Cholera experts have long been calling for more research to find a more effective and longer-lasting vaccine, with promising conjugate vaccines going under clinical evaluation. Other approaches to develop a better generation of cholera vaccines continue to be explored and early in 2022 researchers developed a new type of vaccine consisting of polysaccharides displayed on virus-like particles. This, they said, could trigger longer-lasting immunity, although the vaccine has not been tested in people yet.

Continued threat

Mass vaccination campaigns can be very effective in outbreaks such as those that occur in humanitarian settings. South Sudan was declared cholera-free in December 2021 after years of continuous transmission. A long-term sustained effort, including the rolling out of reactive and preventive vaccination campaigns to achieve cholera control, helped to turn the tide against the disease.
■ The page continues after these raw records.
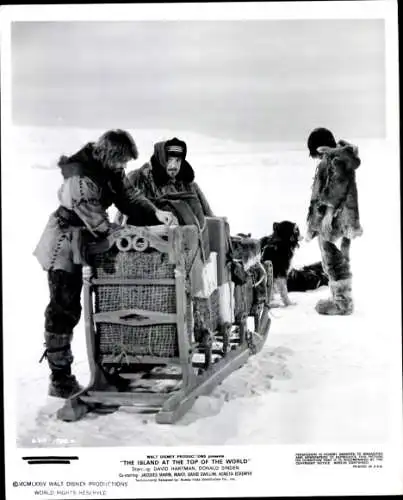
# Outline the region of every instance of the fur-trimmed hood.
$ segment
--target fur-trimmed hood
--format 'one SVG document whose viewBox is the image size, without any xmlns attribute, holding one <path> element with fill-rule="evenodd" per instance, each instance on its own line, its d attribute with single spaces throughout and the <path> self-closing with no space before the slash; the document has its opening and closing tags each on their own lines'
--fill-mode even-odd
<svg viewBox="0 0 403 500">
<path fill-rule="evenodd" d="M 356 170 L 361 165 L 358 147 L 344 140 L 340 140 L 335 148 L 320 146 L 317 151 L 322 158 L 330 160 L 335 167 L 339 166 L 347 171 Z"/>
<path fill-rule="evenodd" d="M 63 179 L 73 176 L 88 177 L 102 188 L 109 185 L 118 191 L 124 182 L 124 171 L 105 168 L 102 163 L 94 158 L 94 143 L 89 142 L 72 156 L 62 155 L 58 167 Z"/>
<path fill-rule="evenodd" d="M 195 174 L 191 165 L 186 161 L 187 147 L 184 141 L 176 139 L 177 143 L 181 144 L 184 149 L 184 156 L 182 159 L 182 165 L 175 178 L 175 181 L 182 181 L 185 183 L 191 183 L 194 181 Z M 157 186 L 163 186 L 170 182 L 171 178 L 166 172 L 167 165 L 167 155 L 166 155 L 166 145 L 170 141 L 161 141 L 154 144 L 154 154 L 151 156 L 150 164 L 152 169 L 152 174 L 154 182 Z"/>
</svg>

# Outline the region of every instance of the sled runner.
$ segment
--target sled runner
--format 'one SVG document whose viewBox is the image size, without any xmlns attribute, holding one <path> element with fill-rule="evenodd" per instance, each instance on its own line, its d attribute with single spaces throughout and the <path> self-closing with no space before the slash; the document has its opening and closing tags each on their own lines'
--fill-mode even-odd
<svg viewBox="0 0 403 500">
<path fill-rule="evenodd" d="M 124 226 L 89 249 L 84 314 L 91 379 L 59 419 L 128 406 L 174 423 L 262 349 L 271 263 L 255 259 L 235 284 L 226 219 L 206 222 L 207 237 L 193 225 Z M 239 260 L 242 245 L 237 241 Z"/>
</svg>

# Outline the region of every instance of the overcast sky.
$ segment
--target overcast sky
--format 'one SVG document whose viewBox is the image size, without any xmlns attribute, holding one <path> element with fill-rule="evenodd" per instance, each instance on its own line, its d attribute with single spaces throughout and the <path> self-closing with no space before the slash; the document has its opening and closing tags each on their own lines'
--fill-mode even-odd
<svg viewBox="0 0 403 500">
<path fill-rule="evenodd" d="M 385 133 L 382 20 L 15 22 L 16 124 Z"/>
</svg>

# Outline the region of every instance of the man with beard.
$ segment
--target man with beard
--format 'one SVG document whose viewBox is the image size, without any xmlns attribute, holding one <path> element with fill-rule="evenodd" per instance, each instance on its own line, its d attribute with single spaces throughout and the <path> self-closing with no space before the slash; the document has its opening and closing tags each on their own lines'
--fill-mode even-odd
<svg viewBox="0 0 403 500">
<path fill-rule="evenodd" d="M 316 305 L 319 314 L 352 314 L 351 240 L 363 233 L 358 210 L 355 171 L 358 148 L 336 140 L 326 128 L 314 129 L 308 138 L 312 158 L 318 158 L 308 210 L 307 239 L 318 237 L 323 269 L 329 277 L 331 297 Z M 336 246 L 340 240 L 340 248 Z"/>
<path fill-rule="evenodd" d="M 205 216 L 213 216 L 206 197 L 195 182 L 195 173 L 186 160 L 187 145 L 184 141 L 174 137 L 168 141 L 157 142 L 150 161 L 138 170 L 129 172 L 128 179 L 134 188 L 142 193 L 159 207 L 177 208 L 182 223 L 192 223 L 187 218 L 187 206 L 203 224 Z M 140 217 L 134 214 L 127 222 L 133 225 L 154 225 L 158 221 L 151 214 L 150 217 Z"/>
</svg>

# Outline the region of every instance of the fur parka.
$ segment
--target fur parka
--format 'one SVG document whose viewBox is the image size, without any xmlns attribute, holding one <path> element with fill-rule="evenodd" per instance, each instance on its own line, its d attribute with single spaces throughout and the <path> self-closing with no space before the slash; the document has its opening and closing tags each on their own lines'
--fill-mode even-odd
<svg viewBox="0 0 403 500">
<path fill-rule="evenodd" d="M 186 156 L 186 143 L 183 144 Z M 170 194 L 190 193 L 196 195 L 200 202 L 204 216 L 213 216 L 213 211 L 202 190 L 195 182 L 195 174 L 192 166 L 182 160 L 181 168 L 175 177 L 171 179 L 166 172 L 166 141 L 158 142 L 154 145 L 154 154 L 150 161 L 137 170 L 128 173 L 128 179 L 134 189 L 140 190 L 144 195 L 158 207 L 159 199 Z M 117 219 L 119 220 L 119 218 Z M 138 220 L 132 218 L 128 221 L 131 224 L 148 225 L 154 223 L 153 220 Z"/>
</svg>

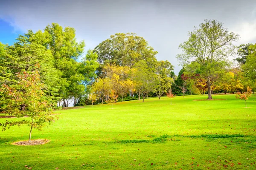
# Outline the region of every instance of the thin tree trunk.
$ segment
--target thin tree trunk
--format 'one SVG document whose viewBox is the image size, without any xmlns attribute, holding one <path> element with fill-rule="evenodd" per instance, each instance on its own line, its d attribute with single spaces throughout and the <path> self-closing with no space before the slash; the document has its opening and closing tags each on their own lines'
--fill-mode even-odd
<svg viewBox="0 0 256 170">
<path fill-rule="evenodd" d="M 211 82 L 210 81 L 210 78 L 208 78 L 207 81 L 207 85 L 208 88 L 208 100 L 211 100 L 212 99 L 212 90 L 211 89 Z"/>
<path fill-rule="evenodd" d="M 66 104 L 66 101 L 64 99 L 63 99 L 63 106 L 64 106 L 64 108 L 67 107 L 67 104 Z"/>
<path fill-rule="evenodd" d="M 185 87 L 183 86 L 183 97 L 185 97 Z"/>
<path fill-rule="evenodd" d="M 76 97 L 74 97 L 75 101 L 74 101 L 74 106 L 76 106 Z"/>
<path fill-rule="evenodd" d="M 32 132 L 32 128 L 33 127 L 33 123 L 34 122 L 34 117 L 32 118 L 32 125 L 30 128 L 30 132 L 29 132 L 29 142 L 31 142 L 31 132 Z"/>
</svg>

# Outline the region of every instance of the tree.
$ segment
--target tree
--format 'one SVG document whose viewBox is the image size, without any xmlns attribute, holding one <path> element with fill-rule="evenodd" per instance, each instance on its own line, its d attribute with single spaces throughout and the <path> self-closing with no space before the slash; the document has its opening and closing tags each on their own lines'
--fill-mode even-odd
<svg viewBox="0 0 256 170">
<path fill-rule="evenodd" d="M 93 84 L 92 93 L 95 94 L 97 98 L 102 101 L 102 104 L 103 104 L 104 98 L 105 98 L 105 101 L 108 100 L 111 89 L 112 85 L 109 77 L 99 78 Z"/>
<path fill-rule="evenodd" d="M 246 92 L 242 93 L 237 92 L 236 95 L 236 99 L 244 100 L 244 102 L 245 102 L 245 108 L 247 108 L 247 105 L 246 105 L 246 100 L 249 99 L 249 98 L 250 97 L 251 94 L 252 89 L 248 86 L 247 87 L 247 91 Z"/>
<path fill-rule="evenodd" d="M 185 97 L 185 94 L 187 91 L 188 77 L 185 76 L 185 69 L 182 68 L 179 72 L 178 76 L 174 82 L 174 85 L 176 86 L 174 90 L 173 93 L 176 95 L 183 95 Z"/>
<path fill-rule="evenodd" d="M 162 95 L 172 88 L 173 79 L 170 77 L 173 66 L 168 61 L 160 61 L 157 62 L 156 68 L 157 85 L 154 92 L 159 99 Z"/>
<path fill-rule="evenodd" d="M 134 33 L 112 35 L 98 45 L 93 51 L 99 56 L 98 61 L 101 65 L 99 74 L 104 65 L 108 63 L 132 68 L 141 60 L 145 61 L 147 65 L 153 69 L 158 53 L 143 37 Z"/>
<path fill-rule="evenodd" d="M 52 107 L 53 104 L 50 99 L 43 91 L 44 85 L 41 82 L 37 70 L 29 72 L 24 71 L 16 75 L 17 85 L 3 85 L 1 93 L 5 94 L 5 100 L 1 113 L 18 118 L 28 116 L 31 119 L 20 121 L 6 120 L 0 123 L 3 130 L 15 125 L 26 124 L 30 126 L 29 142 L 31 142 L 32 128 L 41 130 L 45 123 L 54 121 Z"/>
<path fill-rule="evenodd" d="M 134 81 L 135 82 L 135 92 L 139 96 L 141 96 L 144 102 L 145 97 L 150 92 L 153 91 L 156 84 L 156 75 L 148 70 L 146 62 L 140 60 L 137 63 L 134 68 L 137 71 L 135 73 Z"/>
<path fill-rule="evenodd" d="M 89 95 L 89 99 L 92 101 L 92 105 L 93 105 L 93 102 L 97 99 L 97 96 L 94 93 L 91 93 Z"/>
<path fill-rule="evenodd" d="M 85 87 L 82 85 L 87 80 L 87 73 L 81 72 L 80 69 L 84 72 L 91 70 L 90 67 L 85 68 L 82 65 L 87 64 L 84 59 L 81 63 L 76 61 L 84 52 L 84 42 L 77 42 L 75 29 L 69 27 L 63 28 L 56 23 L 47 26 L 44 32 L 48 40 L 44 45 L 51 51 L 54 67 L 60 75 L 55 86 L 58 88 L 60 100 L 63 101 L 64 107 L 67 107 L 70 99 L 75 99 L 75 103 L 76 98 L 84 91 Z M 92 58 L 93 60 L 95 60 Z"/>
<path fill-rule="evenodd" d="M 172 105 L 172 99 L 174 98 L 175 96 L 172 92 L 171 90 L 169 90 L 169 92 L 167 93 L 167 97 L 171 99 L 171 105 Z"/>
<path fill-rule="evenodd" d="M 117 95 L 116 93 L 113 90 L 111 90 L 111 92 L 109 94 L 109 97 L 108 100 L 108 103 L 111 103 L 111 108 L 113 108 L 113 103 L 115 103 L 116 101 L 116 99 L 118 97 L 118 95 Z"/>
<path fill-rule="evenodd" d="M 255 87 L 256 84 L 256 44 L 249 47 L 249 55 L 244 64 L 241 68 L 245 77 L 245 83 L 249 84 L 250 87 Z"/>
<path fill-rule="evenodd" d="M 237 47 L 238 49 L 237 54 L 240 56 L 236 59 L 236 60 L 240 64 L 243 65 L 245 63 L 247 59 L 247 56 L 252 53 L 249 47 L 253 44 L 248 43 L 247 44 L 241 44 Z"/>
<path fill-rule="evenodd" d="M 180 45 L 182 53 L 177 59 L 183 65 L 196 62 L 202 78 L 207 80 L 208 99 L 212 99 L 211 87 L 216 81 L 221 69 L 227 65 L 227 57 L 234 52 L 232 42 L 239 37 L 229 32 L 221 23 L 205 20 L 199 28 L 189 32 L 189 40 Z"/>
</svg>

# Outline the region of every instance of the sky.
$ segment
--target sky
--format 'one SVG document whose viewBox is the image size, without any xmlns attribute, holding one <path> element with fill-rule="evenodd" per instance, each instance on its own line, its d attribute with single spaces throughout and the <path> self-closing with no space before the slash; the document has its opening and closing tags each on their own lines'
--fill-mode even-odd
<svg viewBox="0 0 256 170">
<path fill-rule="evenodd" d="M 133 32 L 158 52 L 158 60 L 170 61 L 177 74 L 179 45 L 204 19 L 221 22 L 239 34 L 237 45 L 256 42 L 255 0 L 3 0 L 0 42 L 11 45 L 18 34 L 44 30 L 52 23 L 75 28 L 85 51 L 111 35 Z"/>
</svg>

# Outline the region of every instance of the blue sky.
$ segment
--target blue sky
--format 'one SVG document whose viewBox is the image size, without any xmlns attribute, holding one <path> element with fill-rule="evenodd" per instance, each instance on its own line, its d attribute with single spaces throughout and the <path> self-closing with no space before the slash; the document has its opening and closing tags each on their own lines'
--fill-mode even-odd
<svg viewBox="0 0 256 170">
<path fill-rule="evenodd" d="M 13 44 L 15 39 L 19 34 L 23 33 L 21 31 L 15 31 L 13 27 L 9 23 L 0 18 L 0 42 L 3 44 Z"/>
<path fill-rule="evenodd" d="M 28 29 L 57 23 L 76 30 L 85 51 L 111 35 L 133 32 L 144 37 L 177 74 L 179 45 L 204 19 L 222 22 L 240 36 L 237 45 L 256 42 L 255 0 L 9 0 L 0 5 L 0 41 L 11 44 Z"/>
</svg>

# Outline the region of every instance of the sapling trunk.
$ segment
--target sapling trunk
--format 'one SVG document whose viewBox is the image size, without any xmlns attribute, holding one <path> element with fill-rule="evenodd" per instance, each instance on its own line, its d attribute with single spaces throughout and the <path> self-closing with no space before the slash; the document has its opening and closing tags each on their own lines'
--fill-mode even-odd
<svg viewBox="0 0 256 170">
<path fill-rule="evenodd" d="M 33 128 L 33 122 L 34 121 L 34 117 L 32 118 L 32 124 L 31 125 L 31 128 L 30 128 L 30 131 L 29 132 L 29 142 L 31 141 L 31 132 L 32 132 L 32 128 Z"/>
</svg>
But, with diseases like cholera, hard won gains can be easily lost.

The Global Task Force on Cholera Control (GTFCC), a partnership of more than 30 organisations including the World Health Organization, has a 2030 roadmap to end disruptive outbreaks and reduce cholera deaths.

As with any infectious disease, prevention, early detection and response is the best way to reduce the public health threat that outbreaks represent. For this, the GTFCC calls for community engagement, improved early warning surveillance, more laboratory capacity and stronger health systems.

In prevention, they advocate for wider access to cholera vaccines, but this needs to go hand in hand with WASH (water, sanitation and hygiene) measures and health-system strengthening, as multisectoral approaches are needed to achieve control in areas known to be cholera hotspots.